I am using scala spark and I have the following data frame with the following rows. The column_1 has a unique list of array of type string. I also have created a column with size of each array.
+---------------+-------------+
| list| len|
+---------------+-------------+
| [a, b, c]| 3|
|[d, e, f, g, h]| 5|
+---------------+-------------+
I have to slice the column in the above dataframe to a new column where the array leaves out the first element from previous row. Also the size of the array is updated.

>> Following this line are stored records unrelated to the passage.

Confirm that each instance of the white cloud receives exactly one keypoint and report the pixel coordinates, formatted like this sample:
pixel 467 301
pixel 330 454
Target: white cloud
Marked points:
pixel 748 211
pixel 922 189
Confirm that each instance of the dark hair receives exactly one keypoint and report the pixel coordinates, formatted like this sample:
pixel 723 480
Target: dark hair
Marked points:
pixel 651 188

+---------------+-------------+
| list| len|
+---------------+-------------+
| [a, b, c]| 3|
| [b, c]| 2|
|[d, e, f, g, h]| 5|
| [e, f, g, h]| 4|
| [f, g, h]| 3|
| [g, h]| 2|
+---------------+-------------+
I have used the following code to do this. I think I get the desired output but want to optimize it.
val arrayData = Seq((3, List("a", "b", "c")), (5, List("d", "e", "f", "g", "h")))

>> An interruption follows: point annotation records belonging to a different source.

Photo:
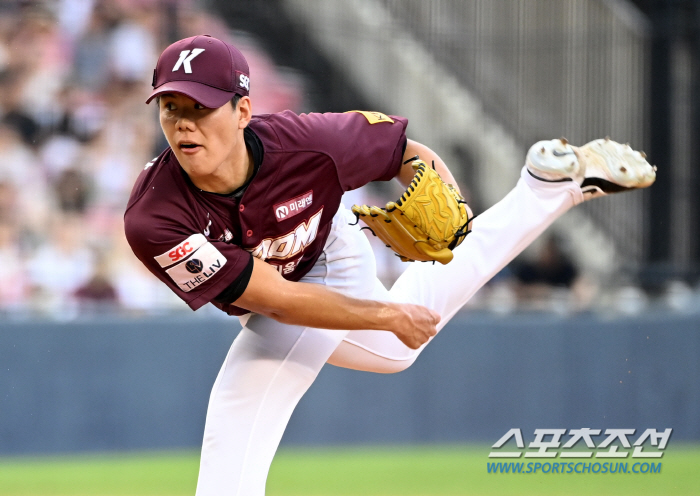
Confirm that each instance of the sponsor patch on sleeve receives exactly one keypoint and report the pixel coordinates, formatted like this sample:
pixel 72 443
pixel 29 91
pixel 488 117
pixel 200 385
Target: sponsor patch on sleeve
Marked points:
pixel 374 117
pixel 204 263
pixel 183 250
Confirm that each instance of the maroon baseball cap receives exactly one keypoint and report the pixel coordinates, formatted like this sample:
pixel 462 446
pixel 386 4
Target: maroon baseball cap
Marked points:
pixel 203 68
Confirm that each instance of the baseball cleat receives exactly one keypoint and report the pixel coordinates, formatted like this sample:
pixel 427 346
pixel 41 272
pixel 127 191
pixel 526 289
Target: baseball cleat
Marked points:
pixel 600 167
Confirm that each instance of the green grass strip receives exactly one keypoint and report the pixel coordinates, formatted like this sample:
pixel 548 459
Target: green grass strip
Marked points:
pixel 389 471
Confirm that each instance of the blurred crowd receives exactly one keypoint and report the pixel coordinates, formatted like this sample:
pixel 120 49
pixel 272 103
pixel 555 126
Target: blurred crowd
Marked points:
pixel 74 134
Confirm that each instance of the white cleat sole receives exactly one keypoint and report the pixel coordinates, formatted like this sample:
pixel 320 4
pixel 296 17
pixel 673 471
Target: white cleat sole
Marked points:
pixel 612 167
pixel 600 167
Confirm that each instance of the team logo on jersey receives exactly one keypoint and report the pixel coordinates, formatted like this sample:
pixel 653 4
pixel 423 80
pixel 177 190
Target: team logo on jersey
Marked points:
pixel 183 250
pixel 186 59
pixel 204 263
pixel 292 207
pixel 290 244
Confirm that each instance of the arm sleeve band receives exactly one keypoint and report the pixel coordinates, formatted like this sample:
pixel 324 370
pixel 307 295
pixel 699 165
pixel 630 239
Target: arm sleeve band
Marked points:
pixel 234 290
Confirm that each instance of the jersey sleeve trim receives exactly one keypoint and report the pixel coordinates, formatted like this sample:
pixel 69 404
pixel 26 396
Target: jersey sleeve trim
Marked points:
pixel 234 290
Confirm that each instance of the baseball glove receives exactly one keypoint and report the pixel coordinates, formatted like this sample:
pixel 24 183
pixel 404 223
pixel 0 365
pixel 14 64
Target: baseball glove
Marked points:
pixel 425 224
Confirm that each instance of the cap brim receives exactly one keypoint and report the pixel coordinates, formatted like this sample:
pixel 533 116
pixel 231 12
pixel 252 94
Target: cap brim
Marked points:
pixel 201 93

val df = arrayData.toDF("len", "list")
df.select($"*", posexplode($"list").as(Seq("startIndex", "startValue")))
.withColumn("newLength", col("len") - col("startIndex"))
.withColumn("newList", when( col("startIndex") > 0,
slice($"list", col("startIndex")+1, col("newLength")))
.otherwise(col("list")))
from above code I get the following output
+---+---------------+----------+----------+---------+---------------+
|len| list|startIndex|startValue|newLength| newList|
+---+---------------+----------+----------+---------+---------------+
| 3| [a, b, c]| 0| a| 3| [a, b, c]|
| 3| [a, b, c]| 1| b| 2| [b, c]|
| 3| [a, b, c]| 2| c| 1| [c]|
| 5|[d, e, f, g, h]| 0| d| 5|[d, e, f, g, h]|
| 5|[d, e, f, g, h]| 1| e| 4| [e, f, g, h]|
| 5|[d, e, f, g, h]| 2| f| 3| [f, g, h]|
| 5|[d, e, f, g, h]| 3| g| 2| [g, h]|
| 5|[d, e, f, g, h]| 4| h| 1| [h]|
+---+---------------+----------+----------+---------+---------------+
Is there any better way to do this, without multiple new columns or posexplode? as posexplode can be very memory intensive. Any help is appreciated.